Two intentionally conservative paths in the profile are worth calling out:
fact_checkoverlays only escalate when verification pressure is strong and the prompt gives explicit confirmation cuesuser_feedbackrecovery lanes require literal correction or clarification signals instead of broadly capturing all follow-up traffic
That makes the profile easier to reason about when you are testing routing behavior on a single backend.
Validate the Deployment in the Playground

Once onboarding is complete, the fastest way to validate the system is through the dashboard playground. Try a few prompts that represent different routing tiers:
Coding Help
Debug this Python stack trace and suggest the most likely fix.
This should land on the cheaper coding lane backed by qwen/qwen3.5-rocm.
Deep Reasoning
Prove rigorously that the square root of 2 is irrational.
This should escalate into the reasoning tier and map to the openai/gpt5.4 alias.
Premium Legal Analysis
Provide a legal analysis of the indemnity clause, liability cap, and compliance obligations in this contract.
This should match the premium legal lane and forward to anthropic/claude-opus-4.6.

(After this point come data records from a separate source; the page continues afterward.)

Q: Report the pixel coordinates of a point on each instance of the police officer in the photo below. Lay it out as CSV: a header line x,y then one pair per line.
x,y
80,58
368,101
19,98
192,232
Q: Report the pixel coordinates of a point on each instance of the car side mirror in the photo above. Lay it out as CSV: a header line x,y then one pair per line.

Observe the Routing Behavior in Insights
You can also inspect the routing behavior in Insights. The reference profile includes replay, so you can see what actually happened during routing. And also how much money you saved by using the cheaper lanes.

Test the Brain Topology
The router dashboard also includes a brain topology view that shows the high-level structure of the routing graph. This is useful for understanding the overall shape of the policy, and how different decisions are connected. And you can directly test your prompt to see its activation path.

Design Your Own Routing DSL
The dashboard also includes a full DSL editor that lets you design your own routing policy. The reference profile is a good starting point, but you can also use the editor to try out different ideas.

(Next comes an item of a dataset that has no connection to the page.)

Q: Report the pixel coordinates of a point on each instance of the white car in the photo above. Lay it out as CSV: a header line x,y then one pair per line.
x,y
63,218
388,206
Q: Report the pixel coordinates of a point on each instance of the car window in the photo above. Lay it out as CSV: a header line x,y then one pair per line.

And you can design a very complex boolean expression in a single route, to express very precise routing policy.

Final Thoughts
Deploying vLLM Semantic Router on AMD Developer Cloud gives you more than a working endpoint. It gives you a compact routed system: one or more ROCm-hosted backend, multiple semantic tiers, visible routing logic, and a dashboard experience that makes the behavior understandable instead of opaque.
That is what makes this reference profile useful. You can start with a single real AMD backend, import a complete routing policy, inspect how decisions are made, and then iterate from there without first building a large multi-backend fleet. For teams exploring cost-aware routing, replay-driven debugging, or AMD-based MoM patterns, it is a practical and reproducible starting point.